Richtig Atmen

Ein Artikel von Nicola Vidic

Bewusst ausatmen? Geht doch! (Foto: Jaap Strijker)

Wie die richtige Atemtechnik hilft, Krankheiten vorzubeugen und länger zu leben

Die letzten Jahre hat man enorm viel über das „richtige Atmen“ gehört: Yoga-Atmung, Bauchatmung, Breathwork … Deshalb bin ich ein bisschen enttäuscht, als Professor Thomas Loew, Leiter der Abteilung für Psychosomatische Medizin am Universitätsklinikum Regensburg, meine Fragen nach diesen Techniken erst mal abblockt: „Es gibt kein falsches Atmen, der Körper macht das grundsätzlich schon richtig.“ Wichtig sei, dass der Rhythmus langsam genug ist. Dann habe die Lunge Zeit, sich auszudehnen, und der Atem komme automatisch da hin, wo er hin soll. Loew nennt das „entschleunigtes Atmen“: vier Sekunden einatmen, sechs Sekunden ausatmen, zweimal am Tag für zehn Minuten.
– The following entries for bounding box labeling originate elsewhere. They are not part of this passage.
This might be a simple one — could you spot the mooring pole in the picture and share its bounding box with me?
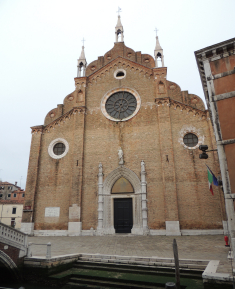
[173,239,180,289]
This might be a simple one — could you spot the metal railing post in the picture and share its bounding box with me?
[27,242,33,257]
[46,242,51,259]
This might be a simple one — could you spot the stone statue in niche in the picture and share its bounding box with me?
[99,163,103,174]
[141,160,145,173]
[158,81,165,93]
[76,90,83,102]
[118,148,124,165]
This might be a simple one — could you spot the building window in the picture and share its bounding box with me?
[48,138,69,159]
[183,133,198,147]
[100,88,141,122]
[114,69,126,79]
[11,218,16,228]
[53,142,65,156]
[105,91,137,120]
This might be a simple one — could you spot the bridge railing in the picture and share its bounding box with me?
[0,222,28,257]
[27,242,51,259]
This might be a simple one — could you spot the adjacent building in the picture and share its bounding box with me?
[0,182,20,200]
[21,16,226,235]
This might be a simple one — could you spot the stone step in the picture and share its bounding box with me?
[79,254,207,266]
[74,261,204,278]
[78,256,209,271]
[68,276,174,289]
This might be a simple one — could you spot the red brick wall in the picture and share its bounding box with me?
[23,44,223,230]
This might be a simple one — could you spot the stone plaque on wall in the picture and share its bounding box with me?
[45,207,60,217]
[69,204,80,219]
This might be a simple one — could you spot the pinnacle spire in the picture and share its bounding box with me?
[79,46,86,60]
[115,7,124,42]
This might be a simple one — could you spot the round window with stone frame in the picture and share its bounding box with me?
[183,133,198,148]
[105,91,137,120]
[114,69,126,79]
[48,138,69,159]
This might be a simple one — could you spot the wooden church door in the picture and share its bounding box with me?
[114,198,133,233]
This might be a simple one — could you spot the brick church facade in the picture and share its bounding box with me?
[21,16,225,236]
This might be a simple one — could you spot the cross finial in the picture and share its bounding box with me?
[82,37,86,46]
[154,28,159,36]
[117,7,122,16]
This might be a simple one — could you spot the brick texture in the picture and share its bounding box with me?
[23,43,225,230]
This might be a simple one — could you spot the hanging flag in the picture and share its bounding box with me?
[206,165,219,196]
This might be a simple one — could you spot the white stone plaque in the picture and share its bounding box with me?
[45,207,60,217]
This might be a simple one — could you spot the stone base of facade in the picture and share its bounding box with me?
[20,223,34,235]
[68,222,82,236]
[33,230,68,237]
[31,230,224,237]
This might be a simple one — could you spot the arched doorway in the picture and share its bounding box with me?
[111,177,134,233]
[96,164,148,235]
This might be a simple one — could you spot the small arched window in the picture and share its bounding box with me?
[111,177,134,194]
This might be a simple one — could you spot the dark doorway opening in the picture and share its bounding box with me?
[114,198,133,233]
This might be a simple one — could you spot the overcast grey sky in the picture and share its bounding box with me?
[0,0,235,188]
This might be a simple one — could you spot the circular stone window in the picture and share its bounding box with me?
[48,138,69,159]
[101,88,141,121]
[105,91,137,120]
[183,133,198,147]
[114,69,126,79]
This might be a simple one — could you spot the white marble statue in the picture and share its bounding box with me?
[118,148,124,165]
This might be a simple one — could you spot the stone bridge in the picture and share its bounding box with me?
[0,222,27,280]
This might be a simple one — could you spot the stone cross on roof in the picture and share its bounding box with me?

Das soll schon alles sein?

Langsames Atmen schwächt Hitzewallungen ab 

Ja, denn praktiziert man es regelmäßig, kann verlangsamtes Atmen das Stresslevel senken – auch das Ziel von Yoga-Atmung & Co. – und damit eine Vielzahl stressinduzierter Krankheiten wie Bluthochdruck und in gewissem Maße sogar Autoimmunerkrankungen vorbeugen. „Es gibt unterschiedliche Entspannungstechniken wie autogenes Training oder Meditation, die erwiesenermaßen funktionieren. Aber die meisten Menschen scheitern daran, diese Übungen in den Alltag zu integrieren.“ Für den Experten ist hier deshalb weniger mehr. Und die Forschung bestätigt seinen Ansatz. „In Studien konnte gezeigt werden, dass zweimal täglich zehn Minuten entschleunigtes Atmen den mittleren Blutdruck zum Beispiel von 150 auf 140 mmHg (Millimeter Quecksilbersäule) senken konnte. Viele Medikamente schaffen nur fünf mmHg, deshalb ist es definitiv das wichtigste komplementäre Verfahren, das wir anbieten können“, erklärt Professor Loew. Auch akute Schmerzen kann man zwar nicht völlig wegatmen, aber doch deutlich beeinflussen. Genauso ist eine Verbesserung der Konzentration möglich, und Frauen in der Menopause profitieren, weil sich durch verlangsamtes Atmen Hitzewallungen abschwächen lassen.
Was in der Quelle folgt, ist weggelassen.